Pervious Brexit negotiations

The UK is acting like there can be a last-minute deal and the way to get there is brinksmanship. This was the case last year with the Withdrawal Agreement which the EU had already drafted. Talks were taken to the brink requiring either the EU to back down, the UK to back down or we go over the cliff edge. In this instance it was the UK that caved in, agreeing to a border in the Irish Sea and some commitment to EU’s level playing field rules in any future trade agreement. The EU had a draft we could sign, and Boris eventually signed it claiming victory and that the EU backed down.

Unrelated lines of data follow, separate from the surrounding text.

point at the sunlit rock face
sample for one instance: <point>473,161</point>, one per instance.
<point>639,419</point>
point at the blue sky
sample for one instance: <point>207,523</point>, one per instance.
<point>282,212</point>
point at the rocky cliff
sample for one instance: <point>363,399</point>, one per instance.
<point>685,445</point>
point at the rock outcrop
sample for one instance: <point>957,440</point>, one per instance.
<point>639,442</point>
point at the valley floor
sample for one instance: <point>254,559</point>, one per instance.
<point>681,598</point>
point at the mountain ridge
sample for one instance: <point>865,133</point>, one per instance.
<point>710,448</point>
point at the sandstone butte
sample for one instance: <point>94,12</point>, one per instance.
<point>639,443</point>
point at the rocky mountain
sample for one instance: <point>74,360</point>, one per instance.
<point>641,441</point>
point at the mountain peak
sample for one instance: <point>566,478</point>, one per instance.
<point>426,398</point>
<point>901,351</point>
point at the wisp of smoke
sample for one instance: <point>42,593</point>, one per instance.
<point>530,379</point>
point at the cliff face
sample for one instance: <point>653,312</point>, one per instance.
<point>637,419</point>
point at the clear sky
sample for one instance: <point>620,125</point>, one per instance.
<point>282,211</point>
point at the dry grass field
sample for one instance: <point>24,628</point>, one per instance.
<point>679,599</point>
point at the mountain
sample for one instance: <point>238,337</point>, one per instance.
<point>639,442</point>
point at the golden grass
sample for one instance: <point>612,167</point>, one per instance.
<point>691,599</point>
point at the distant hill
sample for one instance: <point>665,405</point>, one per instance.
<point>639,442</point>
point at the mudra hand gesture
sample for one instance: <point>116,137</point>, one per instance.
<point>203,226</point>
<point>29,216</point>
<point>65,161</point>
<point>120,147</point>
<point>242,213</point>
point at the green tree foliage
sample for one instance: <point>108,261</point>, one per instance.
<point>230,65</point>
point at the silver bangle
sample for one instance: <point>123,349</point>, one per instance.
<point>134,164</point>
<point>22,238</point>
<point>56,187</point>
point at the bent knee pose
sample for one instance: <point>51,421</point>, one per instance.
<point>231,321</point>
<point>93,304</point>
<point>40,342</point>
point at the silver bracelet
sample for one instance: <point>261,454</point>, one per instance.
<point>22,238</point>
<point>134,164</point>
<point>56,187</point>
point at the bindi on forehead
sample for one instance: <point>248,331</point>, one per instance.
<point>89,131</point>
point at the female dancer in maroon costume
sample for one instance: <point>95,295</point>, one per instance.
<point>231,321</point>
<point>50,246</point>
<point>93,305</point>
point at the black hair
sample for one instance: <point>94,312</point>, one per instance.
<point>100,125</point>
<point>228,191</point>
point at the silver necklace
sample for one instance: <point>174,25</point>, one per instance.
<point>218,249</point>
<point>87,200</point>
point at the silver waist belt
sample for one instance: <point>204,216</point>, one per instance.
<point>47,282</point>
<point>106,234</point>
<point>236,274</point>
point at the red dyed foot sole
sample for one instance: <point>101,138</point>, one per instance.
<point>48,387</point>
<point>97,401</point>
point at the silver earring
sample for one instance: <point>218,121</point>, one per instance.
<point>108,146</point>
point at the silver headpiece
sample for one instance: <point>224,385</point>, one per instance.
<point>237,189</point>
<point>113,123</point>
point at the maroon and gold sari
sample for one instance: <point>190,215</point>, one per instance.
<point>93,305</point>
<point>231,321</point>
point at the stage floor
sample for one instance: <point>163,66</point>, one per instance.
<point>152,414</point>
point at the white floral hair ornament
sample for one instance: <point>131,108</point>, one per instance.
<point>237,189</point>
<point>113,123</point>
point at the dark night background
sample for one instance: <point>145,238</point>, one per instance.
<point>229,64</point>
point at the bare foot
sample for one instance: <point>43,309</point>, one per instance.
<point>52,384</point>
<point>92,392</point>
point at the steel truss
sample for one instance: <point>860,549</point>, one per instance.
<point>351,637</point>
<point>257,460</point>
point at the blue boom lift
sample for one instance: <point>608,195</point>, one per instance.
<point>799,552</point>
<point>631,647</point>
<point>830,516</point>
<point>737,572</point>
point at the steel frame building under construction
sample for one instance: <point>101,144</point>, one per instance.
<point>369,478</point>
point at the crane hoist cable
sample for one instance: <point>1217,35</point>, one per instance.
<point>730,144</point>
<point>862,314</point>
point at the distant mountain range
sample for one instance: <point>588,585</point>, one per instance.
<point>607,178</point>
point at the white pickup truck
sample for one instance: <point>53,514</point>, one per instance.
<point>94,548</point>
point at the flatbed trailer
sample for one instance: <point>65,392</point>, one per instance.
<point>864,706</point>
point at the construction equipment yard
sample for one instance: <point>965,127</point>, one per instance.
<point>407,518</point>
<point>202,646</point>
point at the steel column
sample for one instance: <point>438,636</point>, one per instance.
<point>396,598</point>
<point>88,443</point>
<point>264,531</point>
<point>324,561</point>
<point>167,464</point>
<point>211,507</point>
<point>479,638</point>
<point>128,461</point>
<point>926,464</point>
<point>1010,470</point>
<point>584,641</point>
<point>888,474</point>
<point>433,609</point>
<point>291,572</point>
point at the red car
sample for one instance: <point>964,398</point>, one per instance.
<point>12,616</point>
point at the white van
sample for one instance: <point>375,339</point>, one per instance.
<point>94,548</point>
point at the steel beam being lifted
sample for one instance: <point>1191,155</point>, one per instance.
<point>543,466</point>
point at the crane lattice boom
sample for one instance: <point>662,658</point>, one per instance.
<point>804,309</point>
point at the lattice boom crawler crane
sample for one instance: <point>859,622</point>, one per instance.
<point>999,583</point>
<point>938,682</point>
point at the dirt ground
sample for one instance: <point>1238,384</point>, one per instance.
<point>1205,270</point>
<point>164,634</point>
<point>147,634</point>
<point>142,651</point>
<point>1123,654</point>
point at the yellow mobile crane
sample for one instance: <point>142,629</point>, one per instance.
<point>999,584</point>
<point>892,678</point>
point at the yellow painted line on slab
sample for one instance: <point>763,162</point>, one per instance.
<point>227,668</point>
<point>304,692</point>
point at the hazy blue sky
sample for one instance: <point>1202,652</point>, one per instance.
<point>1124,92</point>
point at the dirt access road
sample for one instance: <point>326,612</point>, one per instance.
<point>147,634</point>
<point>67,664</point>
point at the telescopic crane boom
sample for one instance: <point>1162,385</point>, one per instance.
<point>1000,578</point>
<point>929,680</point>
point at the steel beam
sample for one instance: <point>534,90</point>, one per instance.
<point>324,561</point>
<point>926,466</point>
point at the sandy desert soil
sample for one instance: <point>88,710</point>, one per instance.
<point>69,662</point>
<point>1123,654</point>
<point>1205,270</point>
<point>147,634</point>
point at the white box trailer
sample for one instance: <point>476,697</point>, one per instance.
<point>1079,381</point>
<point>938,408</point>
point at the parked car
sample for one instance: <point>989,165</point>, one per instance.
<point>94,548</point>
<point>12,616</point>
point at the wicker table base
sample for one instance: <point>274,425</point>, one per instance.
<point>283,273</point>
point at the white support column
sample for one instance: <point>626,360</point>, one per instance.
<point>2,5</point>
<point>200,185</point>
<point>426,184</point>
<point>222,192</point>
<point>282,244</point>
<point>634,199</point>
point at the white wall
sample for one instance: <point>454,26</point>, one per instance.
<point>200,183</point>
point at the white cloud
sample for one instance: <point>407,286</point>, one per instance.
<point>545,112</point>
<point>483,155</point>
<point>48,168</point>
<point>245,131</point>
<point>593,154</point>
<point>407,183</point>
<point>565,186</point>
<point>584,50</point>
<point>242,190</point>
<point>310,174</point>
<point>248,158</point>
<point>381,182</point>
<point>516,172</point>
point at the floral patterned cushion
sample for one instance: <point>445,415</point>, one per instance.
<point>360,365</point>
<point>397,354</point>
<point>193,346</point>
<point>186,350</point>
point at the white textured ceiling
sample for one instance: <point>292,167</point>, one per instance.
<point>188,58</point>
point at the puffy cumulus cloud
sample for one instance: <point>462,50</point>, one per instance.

Can the UK just cave-in again?

One path that many think likely is that Boris takes negotiations to the brink, then at the last-minute U-turns, agrees with the EU’s position, signs an agreement and claims victory.

But there is a serious problem with this idea. In contrast to the Withdrawal Agreement, there is nothing to agree to. There is no such draft of a trade agreement and there is not going to be one. The negotiations are the method by which the draft can be written, and these are not happening.

Why are talks making no progress?

The sticking point is the level playing field rules.

The UK signed up to them in principle in the political declaration of the Withdrawal Agreement but is now saying that they did not really mean it. The EU takes the declaration seriously and has based its negotiating position with it as a starting point.

Another way to think about this is that the UK and EU want to have very different types of agreement. The EU wants an overall governance structure into which all the detailed issues can be placed and resolved. The UK wants piecemeal agreements with much less overall governance or enforcement structure.

What deals are possible?

The table below lays out how I think the EU sees the options:

screenshot_2

  • Status quo is the one they want to negotiate. Zero tariffs, zero impediments to trade (such as regulatory and standards barriers) with a full level-playing field agreement.
  • No Deal is another simple option on the table, without level-playing field agreement, and the UK operates as a 3rd party country under WTO rules.
  • Canada-style agreement with some level-playing field provisions and some reduction in tariffs and barriers to trade is another option. The EU’s position is, given the geographical proximity of the UK, the level-playing field provisions would need to be more stringent that they are with Canada. The process of negotiating such a mixed deal is very complicated with many technical issues and perhaps even more complex political ones. For example, the Canada deal negotiations with the EU started in 2009 and are only recently being finally ratified. This timeframe is common for this type of deals as we saw with the Trans-Pacific Partnership deal which started in 2008, was agreed in 2015 and then Trump withdrew the US before it was implemented.

What does the UK appear to want?

The UK’s position appears to be zero tariff, zero impediments to trade and zero level-playing field.
(The ‘have cake and eat it’ option)
This is not something the EU is willing to entertain which is why the negotiations are stuck.

Which way will Boris jump?

If Boris is going to do another U-turn and agree to the EU’s framework then he needs to do it soon. This is not something that can be drafted and ratified in December. By all accounts Boris is not focusing on this issue and in this regard no-deal looks the most likely outcome.